Using max_line_size = 0
hi @grandich . you mean adding this lines ?
config:
snippets:
extraLimitsConfig: |
max_line_size: 0
max_line_size_truncate: true
or can you send example what you mean ? :)
hi @Gakhramanzode
or can you send example what you mean ? :)
I meant we are using v2.5 defaults (no override/config): https://grafana.com/docs/loki/v2.5.x/configuration/#limits_config
max_line_size: 0 max_line_szie_truncate: false
This are our promtail pods as today (one week); the "big leakers" are gone; they were apps with gigantic log lines, but the leaky pattern remains, I guess it is related to "very long lines" apps
sum by (node) (container_memory_working_set_bytes{job="cadvisor/cadvisor", pod=~"promtail.+",container!=""})
@grandich thank you! I try again tomorrow fix memory leak))
@grandich thank you for sharing your insights on the memory consumption issue with promtail. we have implemented your suggestion but decided to set max_line_size to 16384 instead of 0, to ensure better control over the log line size. all changes have been applied, and we will observe the system over the next few days to monitor the memory usage. I appreciate your help!
@grandich do you know why setting max_line_size: 0 helped to remove the leak? According to the doc, by setting this we essentially say there's no limit on the log line length. For me it's counter-intuitive.
@sajithnedunmullage so, I don't understand 😀 I set max_line_size to 16384. It's wrong?))
this is my changes
@Gakhramanzode I'm also confused. Seeking for insights and advice :)

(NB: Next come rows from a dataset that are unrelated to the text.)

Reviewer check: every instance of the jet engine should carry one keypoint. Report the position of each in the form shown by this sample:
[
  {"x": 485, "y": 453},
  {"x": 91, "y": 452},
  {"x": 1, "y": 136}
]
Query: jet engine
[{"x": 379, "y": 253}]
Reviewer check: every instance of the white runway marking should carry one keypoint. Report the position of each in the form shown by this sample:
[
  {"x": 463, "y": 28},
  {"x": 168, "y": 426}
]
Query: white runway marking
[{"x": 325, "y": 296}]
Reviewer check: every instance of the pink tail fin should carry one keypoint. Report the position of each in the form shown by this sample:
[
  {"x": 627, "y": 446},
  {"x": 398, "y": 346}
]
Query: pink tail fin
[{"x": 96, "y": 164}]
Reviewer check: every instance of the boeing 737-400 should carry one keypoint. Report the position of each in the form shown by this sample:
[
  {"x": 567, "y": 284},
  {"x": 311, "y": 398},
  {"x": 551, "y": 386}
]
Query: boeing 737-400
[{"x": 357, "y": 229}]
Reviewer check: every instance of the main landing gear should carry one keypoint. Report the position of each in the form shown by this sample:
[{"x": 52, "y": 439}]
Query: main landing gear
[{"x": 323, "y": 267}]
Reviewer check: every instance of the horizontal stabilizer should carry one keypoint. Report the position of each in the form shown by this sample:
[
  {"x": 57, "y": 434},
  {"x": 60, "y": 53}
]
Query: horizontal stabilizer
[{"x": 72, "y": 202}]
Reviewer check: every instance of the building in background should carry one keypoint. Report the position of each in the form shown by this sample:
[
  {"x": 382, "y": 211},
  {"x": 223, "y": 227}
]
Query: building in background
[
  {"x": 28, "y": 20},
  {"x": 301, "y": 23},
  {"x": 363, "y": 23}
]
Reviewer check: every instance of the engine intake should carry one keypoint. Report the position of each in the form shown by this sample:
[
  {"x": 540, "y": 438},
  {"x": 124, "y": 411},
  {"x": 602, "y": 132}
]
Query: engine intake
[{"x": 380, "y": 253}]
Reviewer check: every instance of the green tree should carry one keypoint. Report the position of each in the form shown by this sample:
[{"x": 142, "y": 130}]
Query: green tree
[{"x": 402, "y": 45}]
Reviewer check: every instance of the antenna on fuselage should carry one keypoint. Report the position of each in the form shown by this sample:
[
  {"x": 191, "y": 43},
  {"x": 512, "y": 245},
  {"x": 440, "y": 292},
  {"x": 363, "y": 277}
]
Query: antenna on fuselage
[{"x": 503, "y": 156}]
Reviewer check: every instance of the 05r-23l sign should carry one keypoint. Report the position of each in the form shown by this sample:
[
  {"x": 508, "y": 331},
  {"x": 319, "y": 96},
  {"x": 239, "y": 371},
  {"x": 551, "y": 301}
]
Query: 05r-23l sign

My Promtail pods have been slowly, but steadily increasing their memory consumption for the last 30 days. Trying to find a proper fix for this.
@sajithnedunmullage I understand you bro 😄
@grandich do you know why setting max_line_size: 0 helped to remove the leak? According to the doc, by setting this we essentially say there's no limit on the log line length. For me it's counter-intuitive.
Hi @sajithnedunmullage I didn't said that. In https://github.com/grafana/loki/issues/8054#issuecomment-1888178237 I mentioned that the leak is correlated to the length of the lines. We had lines in the order of ~500KB / ~1MB which produced huge leaks. We introduced line breaks and in certain cases we eliminated such lines, and the leaks improved.
I only mentioned max_line_size as a reference.
In theory, if we set max_line_size to something != 0, the leak should improve, but we didn't test it.
I'm seeing the same behavior over a 90 day period:
@maudrid Welcome to the club 🤝
hello everyone guys 👋
@grandich I think your revision helped us
...
# -- Section for crafting Promtails config file. The only directly relevant value is `config.file`
# which is a templated string that references the other values and snippets below this key.
# @default -- See `values.yaml`
config:
...
# -- A section of reusable snippets that can be reference in `config.file`.
# Custom snippets may be added in order to reduce redundancy.
# This is especially helpful when multiple `kubernetes_sd_configs` are use which usually have large parts in common.
# @default -- See `values.yaml`
snippets:
...
# -- You can put here any keys that will be directly added to the config file's 'limits_config' block.
# @default -- empty
extraLimitsConfig: |
max_line_size: 0
max_line_size_truncate: false
...
This issue should be renamed to "Promtail: memory leak" as it was confirmed that this is really a memory leak. Also, a fix would be nice 🙏🏼.
it's work 🤔
Describe the bug We are seeing a slow but steady increase in memory usage for our Promtail pods. IMHO this looks very typical for a memory leak. Sooner or later we experience OOM kills for Promtail.
To Reproduce Steps to reproduce the behavior:
Expected behavior I would expect memory consumption to be somewhat linear under regular operation. Or, if there are spikes, that the memory is freed after increased demand.
Environment:
Screenshots, Promtail config, or terminal output
We are using the default values of the Helm Chart (with exception of the Loki URL and some podAnnotations and tolerations).
I'm also happy to investigate more on this and e.g. track down what is actually driving the memory consumption, if someone can point me in the right direction how to do this.